Leiderschap uit handen geven

Ook vanuit leiderschap gezien, geldt dat zelfsturing niet per se past. Je moet er als leider voor openstaan. Niet iedereen vindt het fijn om die bestuurlijke taken uit handen te geven, die controle op te geven, dat er veranderingen plaatsvinden waar ze geen zicht op hebben. Op een netwerkborrel sprak ik ooit met een ondernemer en die zei: ‘Ik zou dus nooit mensen aannemen zonder ze zelf gesproken te hebben.’ 

Conclusie: zelfsturing werkt niet voor iedereen. Zeker niet als je al jaren gewend bent aan een baas boven je. Of als je al jaren de baas bent. Wij zien wel dat de jongere generatie zich makkelijker aanpast aan zelfsturing. Deels omdat ze nog niet gewend zijn aan hiërarchie. Anderzijds past dit ook bij de waarden van de Generatie Z. Maar daarover in latere blogs meer.

Groeien en financiële resultaten met zelfsturing

Mijn persoonlijke mening: zelfsturing is zeker in de beginfase niet snelste manier van groeien. Ik denk dat zelfsturende bedrijven in het begin minder hard groeien dan wanneer één iemand zegt: en zo gaan we het doen! Maar als het eenmaal op gang komt, kan het hard gaan. Op een hiërarchische manier zal groei denk ik sneller in een rechte lijn gaan, maar zelfsturing heeft de potentie om een exponentiele groei in te zetten. 
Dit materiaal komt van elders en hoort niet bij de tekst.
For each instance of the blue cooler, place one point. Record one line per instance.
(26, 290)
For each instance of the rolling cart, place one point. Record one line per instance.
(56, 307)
Dat zie je nu na tien jaar ook bij ons. De voorbije jaren hebben we goede resultaten met steeds een groei van 20 tot 25 procent met een gezonde winst erbij. Dus je kan groeien op de zelfsturende manier, zonder dat één iemand aan de touwtjes trekt. Bovendien krijg je een organisatie waarin iedereen vervangbaar is, dat is misschien wel het grootste voordeel. Toen Jorn voor een jaar vertrok, misten we natuurlijk wel bepaalde kennis en ervaring, maar de organisatie draaide gewoon goed door en we hebben een van onze beste jaren doorgemaakt. 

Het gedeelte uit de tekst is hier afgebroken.